Menurut Presiden, demokrasi tetap merupakan sistem yang terbaik meski tidak sempurna.
"Saya percaya pada demokrasi. Saya memahami bahwa legitimasi demokratis diperoleh melalui kesabaran, kepercayaan rakyat, dan penghormatan terhadap kehendak rakyat," ujarnya.
Ia pun terbuka terhadap kritik. Sebab dalam demokrasi, kritik bukan hanya sehat, tetapi juga penting.
"Saya menyambut kritik. Saya selalu membiasakan diri untuk menelaah dengan saksama setiap kritik yang ditujukan kepada pemerintah yang saya pimpin dan menimbangnya berdasarkan fakta, serta realitas yang dihadapi rakyat biasa," ucapnya.
Namun, Presiden menambahkan, penerapan demokrasi perlu disesuaikan dengan budaya di Indonesia. Sebagai negara berkembang, Indonesia membutuhkan stabilitas agar bisa bergerak maju. Dalam budaya Indonesia, kerja sama lebih diutamakan daripada fragmentasi politik, kerendahan hati lebih dihargai daripada permusuhan politik.
"Kami percaya demokrasi harus menghasilkan stabilitas, dan kemajuan, bukan kelumpuhan," imbuhnya.
Selama bertahun-tahun, Presiden Prabowo menuturkan, ekonomi Indonesia tumbuh sekitar 5 persen. Tetapi itu belum cukup, Indonesia harus mengejar pertumbuhan ekonomi 8 persen per tahun agar dapat menjadi negara maju.
"Kita tidak akan sampai ke sana dengan terus melakukan hal yang sama seperti sebelumnya. Dalam kondisi Indonesia, puas dengan status quo berarti stagnasi. Dan itu bukan jalan yang kami pilih," tegasnya.

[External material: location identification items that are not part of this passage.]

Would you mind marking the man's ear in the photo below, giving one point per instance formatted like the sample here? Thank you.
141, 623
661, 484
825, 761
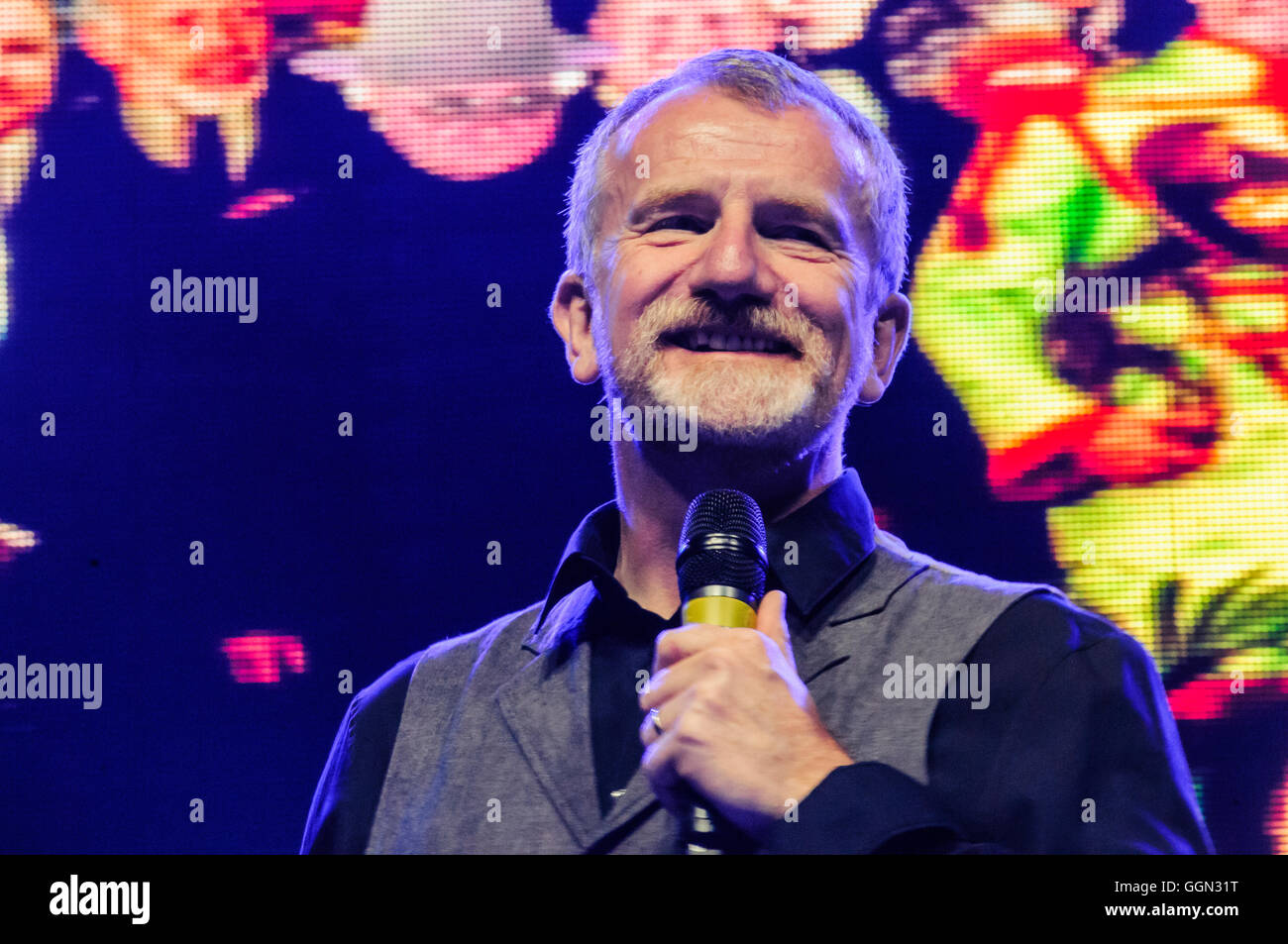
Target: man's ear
892, 329
571, 313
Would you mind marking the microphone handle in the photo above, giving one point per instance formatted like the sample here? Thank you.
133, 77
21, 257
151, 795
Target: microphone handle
704, 837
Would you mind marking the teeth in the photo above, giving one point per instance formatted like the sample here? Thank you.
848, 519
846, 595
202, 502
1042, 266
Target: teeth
715, 340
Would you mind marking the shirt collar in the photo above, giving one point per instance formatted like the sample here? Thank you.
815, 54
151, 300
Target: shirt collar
17, 151
810, 552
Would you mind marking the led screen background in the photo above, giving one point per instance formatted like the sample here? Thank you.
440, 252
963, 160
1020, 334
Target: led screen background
245, 515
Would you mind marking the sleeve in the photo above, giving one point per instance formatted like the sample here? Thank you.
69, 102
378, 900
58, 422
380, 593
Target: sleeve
348, 792
866, 807
1087, 760
331, 827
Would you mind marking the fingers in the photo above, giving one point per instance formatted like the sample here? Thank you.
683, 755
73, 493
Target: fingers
772, 620
677, 646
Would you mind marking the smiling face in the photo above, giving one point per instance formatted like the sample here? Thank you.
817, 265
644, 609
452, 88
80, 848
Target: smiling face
732, 275
29, 52
200, 56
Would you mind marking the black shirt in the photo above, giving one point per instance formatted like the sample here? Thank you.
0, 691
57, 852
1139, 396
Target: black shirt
1087, 717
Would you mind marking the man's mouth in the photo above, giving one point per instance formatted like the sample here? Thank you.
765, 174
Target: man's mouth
730, 340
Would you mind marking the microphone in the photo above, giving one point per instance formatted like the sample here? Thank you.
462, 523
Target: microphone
721, 566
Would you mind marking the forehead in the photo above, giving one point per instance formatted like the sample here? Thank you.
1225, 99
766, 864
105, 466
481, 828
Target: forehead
703, 137
25, 18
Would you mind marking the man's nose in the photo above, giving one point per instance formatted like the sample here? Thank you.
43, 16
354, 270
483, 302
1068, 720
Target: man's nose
733, 264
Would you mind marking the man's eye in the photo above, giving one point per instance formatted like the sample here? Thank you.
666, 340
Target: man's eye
679, 223
800, 233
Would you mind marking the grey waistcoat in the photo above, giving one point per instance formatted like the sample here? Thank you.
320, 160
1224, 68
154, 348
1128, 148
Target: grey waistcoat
493, 751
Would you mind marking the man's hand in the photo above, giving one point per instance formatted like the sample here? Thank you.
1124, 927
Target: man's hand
739, 726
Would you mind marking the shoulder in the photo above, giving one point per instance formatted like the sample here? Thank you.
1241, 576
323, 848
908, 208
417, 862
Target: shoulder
451, 659
945, 586
348, 793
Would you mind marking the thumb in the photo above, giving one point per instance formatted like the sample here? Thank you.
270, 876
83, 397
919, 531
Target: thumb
772, 620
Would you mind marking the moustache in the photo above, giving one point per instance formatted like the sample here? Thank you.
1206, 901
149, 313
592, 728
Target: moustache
666, 326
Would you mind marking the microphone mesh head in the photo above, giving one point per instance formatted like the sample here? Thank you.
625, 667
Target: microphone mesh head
722, 543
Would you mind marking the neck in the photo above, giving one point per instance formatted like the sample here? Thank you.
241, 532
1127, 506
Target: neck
655, 489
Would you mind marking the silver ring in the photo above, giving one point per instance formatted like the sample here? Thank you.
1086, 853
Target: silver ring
652, 713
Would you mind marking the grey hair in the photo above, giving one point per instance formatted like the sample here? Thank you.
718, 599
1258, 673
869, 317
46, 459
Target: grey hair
772, 82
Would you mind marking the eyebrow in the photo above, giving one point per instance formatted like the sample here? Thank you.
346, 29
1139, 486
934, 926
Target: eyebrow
798, 209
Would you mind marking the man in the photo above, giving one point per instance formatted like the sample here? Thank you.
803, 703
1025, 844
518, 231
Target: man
735, 243
29, 68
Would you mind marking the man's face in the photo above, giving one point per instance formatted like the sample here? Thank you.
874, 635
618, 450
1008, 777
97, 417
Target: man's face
741, 214
29, 52
198, 55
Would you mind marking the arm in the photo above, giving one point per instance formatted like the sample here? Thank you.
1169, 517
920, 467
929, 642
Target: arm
348, 792
1078, 713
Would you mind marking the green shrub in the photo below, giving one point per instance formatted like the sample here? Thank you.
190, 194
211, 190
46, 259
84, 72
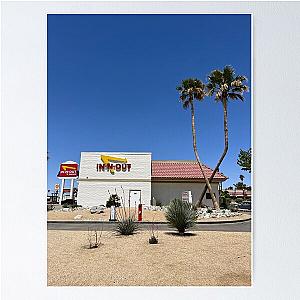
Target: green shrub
181, 215
153, 240
127, 226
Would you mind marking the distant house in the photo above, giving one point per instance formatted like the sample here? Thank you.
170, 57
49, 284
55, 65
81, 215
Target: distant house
239, 194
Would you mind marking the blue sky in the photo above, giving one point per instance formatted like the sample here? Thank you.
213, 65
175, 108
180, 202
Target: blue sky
112, 86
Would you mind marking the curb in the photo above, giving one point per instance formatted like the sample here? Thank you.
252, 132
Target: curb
146, 222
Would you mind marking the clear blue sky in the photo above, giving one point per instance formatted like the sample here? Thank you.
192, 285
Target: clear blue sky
112, 86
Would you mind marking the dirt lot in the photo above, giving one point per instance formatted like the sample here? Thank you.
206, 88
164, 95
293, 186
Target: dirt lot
206, 258
147, 216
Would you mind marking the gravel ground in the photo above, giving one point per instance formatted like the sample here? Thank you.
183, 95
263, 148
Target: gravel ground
147, 216
202, 259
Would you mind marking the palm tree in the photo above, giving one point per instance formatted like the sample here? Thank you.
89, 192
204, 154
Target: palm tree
242, 180
225, 85
190, 90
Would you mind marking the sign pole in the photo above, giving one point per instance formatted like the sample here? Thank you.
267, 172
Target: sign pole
61, 190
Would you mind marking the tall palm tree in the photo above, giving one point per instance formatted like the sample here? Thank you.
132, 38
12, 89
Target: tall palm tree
194, 89
224, 85
242, 180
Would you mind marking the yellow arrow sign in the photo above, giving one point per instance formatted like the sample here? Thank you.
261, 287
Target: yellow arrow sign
107, 159
68, 168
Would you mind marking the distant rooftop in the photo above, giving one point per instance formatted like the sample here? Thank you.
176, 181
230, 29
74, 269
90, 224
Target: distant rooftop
182, 169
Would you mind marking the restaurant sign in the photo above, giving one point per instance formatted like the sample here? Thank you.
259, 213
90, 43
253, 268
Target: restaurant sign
113, 164
69, 170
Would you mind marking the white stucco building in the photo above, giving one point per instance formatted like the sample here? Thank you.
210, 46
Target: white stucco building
138, 179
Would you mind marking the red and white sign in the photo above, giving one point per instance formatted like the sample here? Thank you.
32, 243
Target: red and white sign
69, 170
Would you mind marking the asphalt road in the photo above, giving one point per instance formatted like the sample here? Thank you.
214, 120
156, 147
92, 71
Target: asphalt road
230, 227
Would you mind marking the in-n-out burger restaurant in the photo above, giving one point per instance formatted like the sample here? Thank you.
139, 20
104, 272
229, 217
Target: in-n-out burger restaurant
138, 179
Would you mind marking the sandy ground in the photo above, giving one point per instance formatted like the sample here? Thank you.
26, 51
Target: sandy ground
206, 258
147, 216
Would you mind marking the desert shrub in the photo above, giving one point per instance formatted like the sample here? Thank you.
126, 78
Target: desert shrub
126, 226
153, 233
114, 199
158, 203
181, 215
153, 240
94, 238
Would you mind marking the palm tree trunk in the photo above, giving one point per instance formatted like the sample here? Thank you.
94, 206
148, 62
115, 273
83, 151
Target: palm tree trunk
214, 200
224, 102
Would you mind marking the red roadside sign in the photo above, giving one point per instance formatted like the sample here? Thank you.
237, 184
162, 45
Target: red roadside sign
68, 170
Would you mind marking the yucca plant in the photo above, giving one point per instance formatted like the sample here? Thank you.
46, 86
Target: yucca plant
181, 215
127, 226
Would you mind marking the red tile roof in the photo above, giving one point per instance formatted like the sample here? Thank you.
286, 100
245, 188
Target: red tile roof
177, 169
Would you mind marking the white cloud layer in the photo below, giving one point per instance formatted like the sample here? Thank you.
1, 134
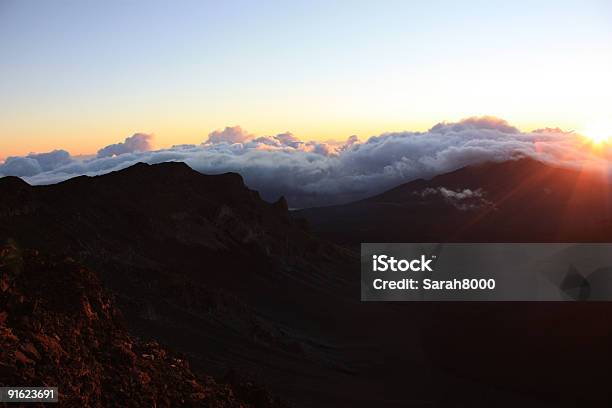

Saat ini Indonesia sedang menjalankan transformasi di berbagai bidang. Karena itu, pemerintah menjalankan berbagai program seperti Makan Bergizi Gratis (MBG), Sekolah Rakyat, hilirisasi industri, hingga membentuk Danantara.
"Perjalanan Indonesia tidak sempurna dan tidak akan sempurna. Sejarah mengajarkan, tidak ada transformasi nasional besar yang berjalan sempurna. Namun kami bertekad agar negara ini tidak lagi didefinisikan oleh keraguan, ketergantungan, atau kinerjanya yang di bawah potensi," tegas Presiden.
"Sebagai pemerintah, kami akan menjawab kritik bukan dengan retorika, melainkan dengan hasil nyata yang dapat diukur oleh siapa pun, di mana pun," pungkasnya.